[PATCH v2] NUMA: Introduce NODE_DATA->node_present_pages(RAM pages)

Bernhard Kaindl posted 1 patch 1 month, 2 weeks ago
Patches applied successfully (tree, apply log)
git fetch https://gitlab.com/xen-project/patchew/xen tags/patchew/20241002102331.437048-1-bernhardkaindl7@gmail.com
There is a newer version of this series
xen/arch/x86/x86_64/mm.c |  3 +++
xen/common/numa.c        | 28 +++++++++++++++++++++++++++-
xen/include/xen/numa.h   |  3 +++
3 files changed, 33 insertions(+), 1 deletion(-)
[PATCH v2] NUMA: Introduce NODE_DATA->node_present_pages(RAM pages)
Posted by Bernhard Kaindl 1 month, 2 weeks ago
From: Bernhard Kaindl <bernhard.kaindl@cloud.com>

Changes in v2:
- Remove update of numainfo call, only calculate RAM for each node.
- Calculate RAM based on page boundaries, coding style fixes

Some admin tools like 'xl info -n' like to display the total memory
for each NUMA node. The Xen backend[1] of hwloc comes to mind too.

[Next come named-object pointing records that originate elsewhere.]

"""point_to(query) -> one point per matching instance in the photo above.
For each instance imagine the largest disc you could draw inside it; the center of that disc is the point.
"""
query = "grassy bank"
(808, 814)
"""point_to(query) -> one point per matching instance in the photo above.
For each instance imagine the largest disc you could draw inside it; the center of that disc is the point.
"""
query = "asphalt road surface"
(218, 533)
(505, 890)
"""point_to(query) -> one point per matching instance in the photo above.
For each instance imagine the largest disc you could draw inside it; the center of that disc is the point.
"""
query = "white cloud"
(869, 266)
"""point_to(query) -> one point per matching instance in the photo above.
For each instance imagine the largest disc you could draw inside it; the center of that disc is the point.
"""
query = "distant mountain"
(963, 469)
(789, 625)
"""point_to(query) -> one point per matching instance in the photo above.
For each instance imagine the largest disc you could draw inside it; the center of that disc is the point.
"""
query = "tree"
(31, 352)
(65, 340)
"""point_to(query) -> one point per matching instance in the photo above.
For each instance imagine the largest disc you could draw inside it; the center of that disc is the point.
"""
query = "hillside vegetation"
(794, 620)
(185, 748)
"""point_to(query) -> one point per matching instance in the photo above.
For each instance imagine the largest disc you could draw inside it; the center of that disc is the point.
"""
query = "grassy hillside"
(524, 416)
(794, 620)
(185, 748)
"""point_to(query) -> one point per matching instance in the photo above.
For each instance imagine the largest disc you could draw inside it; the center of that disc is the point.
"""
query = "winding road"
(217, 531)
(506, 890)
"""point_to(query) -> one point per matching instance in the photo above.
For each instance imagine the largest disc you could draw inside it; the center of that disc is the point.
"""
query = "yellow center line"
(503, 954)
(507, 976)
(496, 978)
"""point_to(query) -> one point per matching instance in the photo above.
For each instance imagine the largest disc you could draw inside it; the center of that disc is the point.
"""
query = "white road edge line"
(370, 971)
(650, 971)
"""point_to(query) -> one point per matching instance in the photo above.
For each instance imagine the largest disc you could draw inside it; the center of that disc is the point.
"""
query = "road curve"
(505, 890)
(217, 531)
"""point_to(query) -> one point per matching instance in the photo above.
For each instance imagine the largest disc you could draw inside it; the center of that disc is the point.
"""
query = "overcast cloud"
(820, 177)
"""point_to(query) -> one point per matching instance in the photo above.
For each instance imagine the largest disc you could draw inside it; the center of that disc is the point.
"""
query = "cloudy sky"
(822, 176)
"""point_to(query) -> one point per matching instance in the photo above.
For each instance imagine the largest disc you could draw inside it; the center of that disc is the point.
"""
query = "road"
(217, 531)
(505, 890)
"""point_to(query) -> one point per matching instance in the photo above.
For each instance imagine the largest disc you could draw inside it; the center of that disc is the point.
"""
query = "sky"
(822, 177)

The total amount of RAM on a NUMA node is not needed by Xen internally:
Xen only uses NODE_DATA->node_spanned_pages, but that can be confusing
for users as it includes memory holes (can be as large as 2GB on x86).

Calculate the RAM per NUMA node by iterating over arch_get_ram_range()
which returns the e820 RAM entries on x86 and update it on memory_add().

Use NODE_DATA->node_present_pages (like in the Linux kernel) to hold
this info and in a later commit, find a way for tools to read it.

[1] hwloc with Xen backend: https://github.com/xenserver-next/hwloc/

Signed-off-by: Bernhard Kaindl <bernhard.kaindl@cloud.com>
---
 xen/arch/x86/x86_64/mm.c |  3 +++
 xen/common/numa.c        | 28 +++++++++++++++++++++++++++-
 xen/include/xen/numa.h   |  3 +++
 3 files changed, 33 insertions(+), 1 deletion(-)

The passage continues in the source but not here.